I've just been able to watch it. You are very brave and a fantastic person. And your friends at the support group are great too. Plse pass that on from I N UK. We could do with a few more people like you and your friends at the support group!


----------



## Laura36 (Jun 27, 2007)

HUGE well done ladies. Kara & Jule were brilliant and lovely 2 babies as well.

I missed it at 6pm did JE do an interview too?  I saw 10pm one and saw Lyndon.


----------



## kara76 (Dec 14, 2004)

Laura JE was live in the studio, have you seen the link? it is on bbc news site....wales section


----------



## Jule (Oct 12, 2008)

Girls just emailed real radio and will ring red dragon on tue so hopefully we can get a bit more publicity..Will keep you posted.


----------



## kara76 (Dec 14, 2004)

radio stars too 

jeez it will be red carpet soon lol


----------



## ebonie (Apr 17, 2007)

i can see You being on This Morning now soon girls


----------



## kara76 (Dec 14, 2004)

now that would be so cool

my nephew says i am no offically cool !!!

i dreamt last night i was in eastenders and phil mitchell was trying to kiss me YUCK


----------



## Jule (Oct 12, 2008)

Ooh no Kara there must be nicer blokes on there 

Wont be long and we can hand in our notice in work and be on tv permanently lol


----------



## josiejo (Mar 26, 2008)

Well done girls!
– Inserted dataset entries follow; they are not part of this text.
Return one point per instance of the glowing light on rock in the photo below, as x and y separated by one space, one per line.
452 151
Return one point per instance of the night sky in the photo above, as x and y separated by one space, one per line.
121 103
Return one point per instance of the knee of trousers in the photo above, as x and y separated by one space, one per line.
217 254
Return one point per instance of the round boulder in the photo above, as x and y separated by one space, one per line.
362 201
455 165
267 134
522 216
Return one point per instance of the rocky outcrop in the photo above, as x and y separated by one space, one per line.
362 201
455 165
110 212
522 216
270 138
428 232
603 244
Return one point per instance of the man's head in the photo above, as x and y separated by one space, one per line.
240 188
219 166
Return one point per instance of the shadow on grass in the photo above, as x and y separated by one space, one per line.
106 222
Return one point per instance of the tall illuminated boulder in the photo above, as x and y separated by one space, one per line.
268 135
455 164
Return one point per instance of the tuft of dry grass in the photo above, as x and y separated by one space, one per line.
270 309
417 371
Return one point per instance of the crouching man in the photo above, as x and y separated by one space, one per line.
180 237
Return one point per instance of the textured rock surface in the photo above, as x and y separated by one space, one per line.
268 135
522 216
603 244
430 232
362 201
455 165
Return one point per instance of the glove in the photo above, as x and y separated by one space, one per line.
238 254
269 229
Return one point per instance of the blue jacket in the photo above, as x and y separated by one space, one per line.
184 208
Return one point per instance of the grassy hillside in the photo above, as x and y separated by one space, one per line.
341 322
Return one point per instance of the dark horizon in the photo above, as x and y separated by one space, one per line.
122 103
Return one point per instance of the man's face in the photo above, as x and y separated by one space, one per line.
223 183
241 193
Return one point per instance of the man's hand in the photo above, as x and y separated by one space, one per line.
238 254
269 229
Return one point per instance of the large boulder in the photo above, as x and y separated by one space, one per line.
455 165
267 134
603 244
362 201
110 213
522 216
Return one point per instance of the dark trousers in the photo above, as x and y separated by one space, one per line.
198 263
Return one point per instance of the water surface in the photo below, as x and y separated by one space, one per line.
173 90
It was a really good report, poor Janet Evans looked so nervous.

How cool would it be to be on This Morning, The One Show do a lot of reports like that so maybe they will pick up on it and you can get a free trip to London


----------



## Jule (Oct 12, 2008)

yes i was also thinking of the ferret but not sure they report on things like this


----------



## kara76 (Dec 14, 2004)

the photographer said to me today, local press etc will be wanting to find us so watch out lol


----------



## rach5 (Jan 28, 2009)

My friends recorded it for me as I was out last night so only watched it today.
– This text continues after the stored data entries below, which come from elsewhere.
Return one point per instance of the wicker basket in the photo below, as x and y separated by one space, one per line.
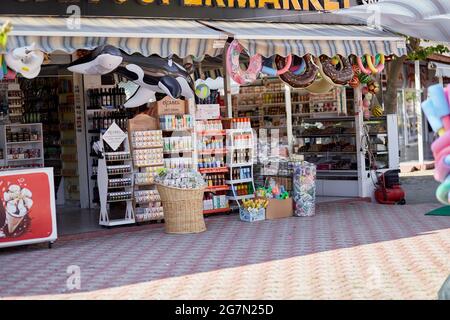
183 209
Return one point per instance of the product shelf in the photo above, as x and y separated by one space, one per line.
210 151
220 210
218 188
213 170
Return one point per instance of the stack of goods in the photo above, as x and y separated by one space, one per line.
243 189
206 125
176 122
22 135
253 210
215 202
148 157
215 180
241 123
241 173
150 207
177 144
304 193
102 120
181 194
211 162
23 153
180 178
273 191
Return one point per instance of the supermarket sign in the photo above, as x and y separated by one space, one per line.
194 9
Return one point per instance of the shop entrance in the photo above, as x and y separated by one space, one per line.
49 100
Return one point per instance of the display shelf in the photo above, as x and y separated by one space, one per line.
244 197
23 142
213 170
238 181
211 133
237 165
218 188
212 151
220 210
103 178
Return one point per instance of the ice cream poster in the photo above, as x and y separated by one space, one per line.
27 206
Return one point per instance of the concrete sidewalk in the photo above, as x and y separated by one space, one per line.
347 251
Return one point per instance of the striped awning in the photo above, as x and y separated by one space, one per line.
299 39
429 20
146 36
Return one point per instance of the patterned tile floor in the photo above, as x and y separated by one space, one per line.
347 251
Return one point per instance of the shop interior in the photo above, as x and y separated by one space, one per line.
48 129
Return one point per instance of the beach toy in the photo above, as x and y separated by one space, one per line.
296 79
341 72
202 91
269 70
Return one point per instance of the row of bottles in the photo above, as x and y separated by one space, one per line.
102 120
102 97
215 180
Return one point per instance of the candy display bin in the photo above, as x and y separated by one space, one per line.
304 193
253 215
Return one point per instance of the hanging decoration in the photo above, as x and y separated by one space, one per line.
296 78
6 28
151 74
25 60
338 69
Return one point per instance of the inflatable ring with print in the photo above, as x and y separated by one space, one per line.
379 61
302 80
341 73
270 71
242 77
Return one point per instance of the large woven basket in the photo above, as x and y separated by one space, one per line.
183 209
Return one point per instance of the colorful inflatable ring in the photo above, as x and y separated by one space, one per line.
234 69
276 72
341 75
361 66
380 65
300 69
299 81
323 85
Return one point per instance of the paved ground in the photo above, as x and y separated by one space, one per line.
346 251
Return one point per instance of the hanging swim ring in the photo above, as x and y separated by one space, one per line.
242 77
338 69
379 60
270 71
300 77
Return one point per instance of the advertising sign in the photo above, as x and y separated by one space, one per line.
27 209
194 9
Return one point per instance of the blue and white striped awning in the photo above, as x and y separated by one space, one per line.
146 36
299 39
429 20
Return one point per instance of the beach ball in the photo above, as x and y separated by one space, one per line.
202 91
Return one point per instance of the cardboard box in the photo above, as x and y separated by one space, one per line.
277 209
207 111
169 106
Well done Kara an Jule you should be so proud of yourselves you came over so natural and professional, and you are fighting for something you are so passionate about, well done xx


----------



## kara76 (Dec 14, 2004)

rach many thanks to you too for your involvment

local press have left a message on my answer phone woo hoo


----------



## KellyG (Jun 11, 2008)

Kara Jule, why dont u email This Morning??


----------